Leituras de fácil digestão
Muitas cidades brasileiras, muitas capitais, registram altos índices
de aprovação no Fundamental I (do 1º ao 4º ano, ou ao 5º, se já foi
adotado o sistema de 9 anos), mas um número expressivo desses aprovados
tem graves dificuldades para ler, escrever e realizar operações
matemáticas. Todos os alunos vão para o Fundamental II (os 4 anos
restantes, antes do ensino médio), e seus professores de língua
portuguesa, matemática, história, geografia, ciências, inglês e educação
artística vêem-se perante o grande dilema: ensinamos o conteúdo
previsto para os alunos mais adiantados ou tentamos alfabetizar os mais
atrasados?
Houve interesse (legítimo) em manter a criança e o jovem na escola,
mas os especialistas, os professores, não foram consultados sobre a
viabilidade do que se propunha, ou não foram auxiliados para fazer da
progressão continuada um caminho de estudo, e não de mera aprovação.
Se aspas devem ser usadas contra algum tipo de pretenso especialista,
ficariam reservadas para aqueles autores que se arvoram a dizer o que
bem entendem sobre educação e, pior, com grande aceitação por parte dos
professores. Não me cabe citar nomes, mesmo porque algum tipo de serviço
motivacional esses autores oferecem. São auto-ajudistas.

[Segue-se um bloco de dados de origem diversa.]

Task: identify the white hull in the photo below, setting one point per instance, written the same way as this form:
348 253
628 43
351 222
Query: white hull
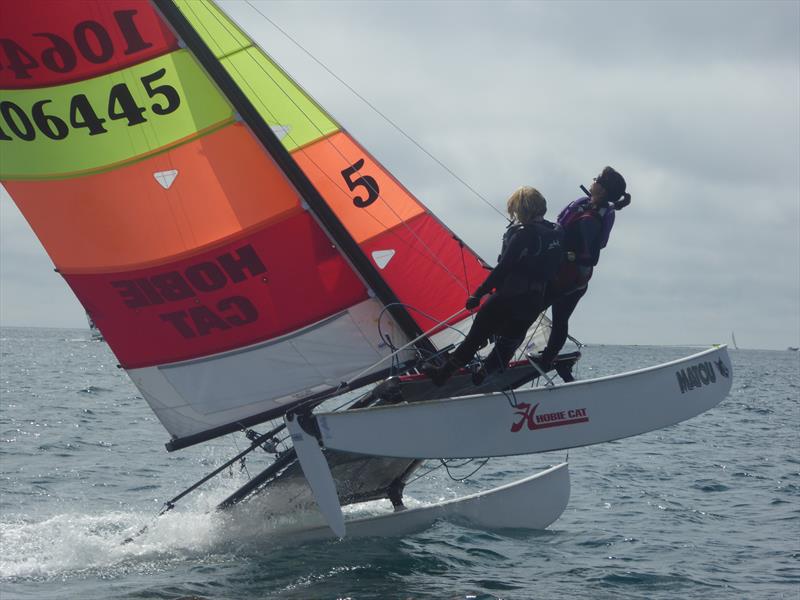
544 419
531 503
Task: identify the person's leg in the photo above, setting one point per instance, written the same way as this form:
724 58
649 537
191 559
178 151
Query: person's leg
562 310
482 328
510 334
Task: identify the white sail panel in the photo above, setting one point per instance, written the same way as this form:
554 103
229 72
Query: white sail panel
194 396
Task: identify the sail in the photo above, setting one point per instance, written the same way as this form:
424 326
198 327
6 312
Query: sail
426 265
195 255
231 281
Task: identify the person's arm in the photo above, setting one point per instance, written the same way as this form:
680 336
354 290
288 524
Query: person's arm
504 265
588 250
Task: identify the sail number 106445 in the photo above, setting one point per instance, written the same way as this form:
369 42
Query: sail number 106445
121 105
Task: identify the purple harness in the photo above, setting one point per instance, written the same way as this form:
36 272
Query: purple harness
580 208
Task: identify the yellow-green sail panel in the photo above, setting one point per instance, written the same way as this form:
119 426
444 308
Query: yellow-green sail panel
109 120
296 119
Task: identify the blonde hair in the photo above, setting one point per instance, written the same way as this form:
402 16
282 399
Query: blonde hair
526 204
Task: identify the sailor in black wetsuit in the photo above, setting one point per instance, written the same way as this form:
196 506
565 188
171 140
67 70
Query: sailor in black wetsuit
587 224
530 257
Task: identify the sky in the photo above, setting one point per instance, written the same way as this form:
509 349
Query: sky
697 104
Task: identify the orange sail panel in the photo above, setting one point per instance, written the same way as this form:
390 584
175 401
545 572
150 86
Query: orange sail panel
158 209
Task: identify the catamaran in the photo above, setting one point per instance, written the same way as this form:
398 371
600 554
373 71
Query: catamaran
249 263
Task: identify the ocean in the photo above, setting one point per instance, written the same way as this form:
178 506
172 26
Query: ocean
709 508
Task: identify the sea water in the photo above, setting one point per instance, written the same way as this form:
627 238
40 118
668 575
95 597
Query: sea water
709 508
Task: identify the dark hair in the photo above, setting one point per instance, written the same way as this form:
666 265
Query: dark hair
614 185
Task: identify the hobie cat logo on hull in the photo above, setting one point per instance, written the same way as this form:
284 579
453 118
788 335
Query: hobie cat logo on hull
527 416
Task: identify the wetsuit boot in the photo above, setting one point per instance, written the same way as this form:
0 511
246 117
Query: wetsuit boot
440 374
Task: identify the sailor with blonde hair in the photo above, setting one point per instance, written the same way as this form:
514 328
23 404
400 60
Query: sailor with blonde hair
530 257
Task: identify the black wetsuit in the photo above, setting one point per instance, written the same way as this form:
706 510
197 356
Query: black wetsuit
584 238
531 255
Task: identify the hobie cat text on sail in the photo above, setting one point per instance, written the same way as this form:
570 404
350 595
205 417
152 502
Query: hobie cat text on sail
193 281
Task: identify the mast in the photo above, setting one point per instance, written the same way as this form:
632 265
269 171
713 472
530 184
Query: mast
317 205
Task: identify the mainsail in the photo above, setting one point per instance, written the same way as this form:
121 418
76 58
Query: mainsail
233 243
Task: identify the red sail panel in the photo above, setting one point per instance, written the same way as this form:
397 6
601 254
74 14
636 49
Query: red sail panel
431 270
157 209
271 282
427 268
49 42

Assim como
Paulo Coelho fez milhares de leitores brasileiros entrarem numa livraria
pela primeira vez na vida, assim também muitos professores encontram
nessas leituras de fácil digestão receitas e frases de estímulo para o
seu cotidiano.
Espaço para o educacionista
Alimento que não encontram quando lêem textos de autores sérios,
pesquisadores universitários brasileiros ou estrangeiros,
verdadeiramente especialistas em educação, pedagogos, filósofos,
sociólogos ou psicólogos, cuja linguagem lhes parece hermética:
"epistemologia apriorista", "angústia simbolizada", "o imperativo
categórico da instância escolar" etc.
Tanto o auto-ajudista quanto o hermético mais atrapalham do que ajudam. O primeiro oferece paliativos. O segundo, afasta.
O desejável seria encontrar especialistas que reunissem as melhores
características dos modelos mencionados nos parágrafos anteriores.

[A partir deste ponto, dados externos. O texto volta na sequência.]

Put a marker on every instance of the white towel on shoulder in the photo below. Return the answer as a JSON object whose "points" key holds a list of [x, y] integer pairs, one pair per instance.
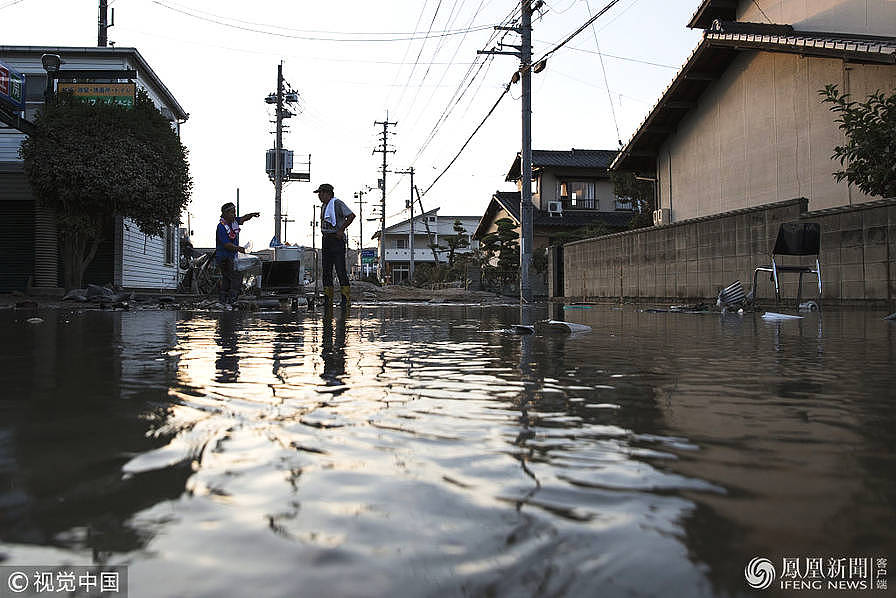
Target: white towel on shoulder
{"points": [[330, 212]]}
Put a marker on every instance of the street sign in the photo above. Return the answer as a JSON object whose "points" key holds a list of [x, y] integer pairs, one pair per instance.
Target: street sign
{"points": [[12, 87], [121, 94]]}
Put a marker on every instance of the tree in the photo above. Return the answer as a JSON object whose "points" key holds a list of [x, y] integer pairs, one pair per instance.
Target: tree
{"points": [[504, 244], [869, 156], [459, 240], [642, 194], [88, 162]]}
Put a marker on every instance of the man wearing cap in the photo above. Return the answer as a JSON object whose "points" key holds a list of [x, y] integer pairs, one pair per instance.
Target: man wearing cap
{"points": [[227, 245], [335, 218]]}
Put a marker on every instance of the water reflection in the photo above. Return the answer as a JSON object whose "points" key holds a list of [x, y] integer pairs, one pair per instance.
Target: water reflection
{"points": [[405, 451]]}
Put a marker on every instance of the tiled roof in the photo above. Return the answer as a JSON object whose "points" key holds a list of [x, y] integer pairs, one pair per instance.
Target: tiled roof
{"points": [[574, 158], [570, 219], [712, 57], [710, 10], [784, 38]]}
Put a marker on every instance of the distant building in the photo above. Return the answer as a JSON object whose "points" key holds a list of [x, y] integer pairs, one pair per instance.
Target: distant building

Um especialista com formação acadêmica que soubesse comunicar-se com o
professor brasileiro. Sejamos realistas: a nossa formação inicial não
permite a muitos docentes discutirem de maneira sofisticada... e talvez
isso nem seja tão necessário. A melhor virtude do profissional do ensino
é a sua dedicação e muitas vezes ele se deixa desvalorizar pelo poder
público porque recebe algum tipo de remuneração afetiva no âmbito da sua
comunidade.
Que o especialista especial não desprezasse os dados que a economia e
a estatística nos entregam, contanto que saiba relativizá-los, dando à
experiência prática um destaque que incomoda, e muito, os que vivem
longe, bem longe, sonhando com a sala de aula finlandesa.
Que o educacionista, para usarmos uma palavra que o senador Cristovam
Buarque gosta de repetir, seja um especialista realista e obtenha mais
espaço na mídia. Quem sabe, até mesmo em alguma página da revista Veja.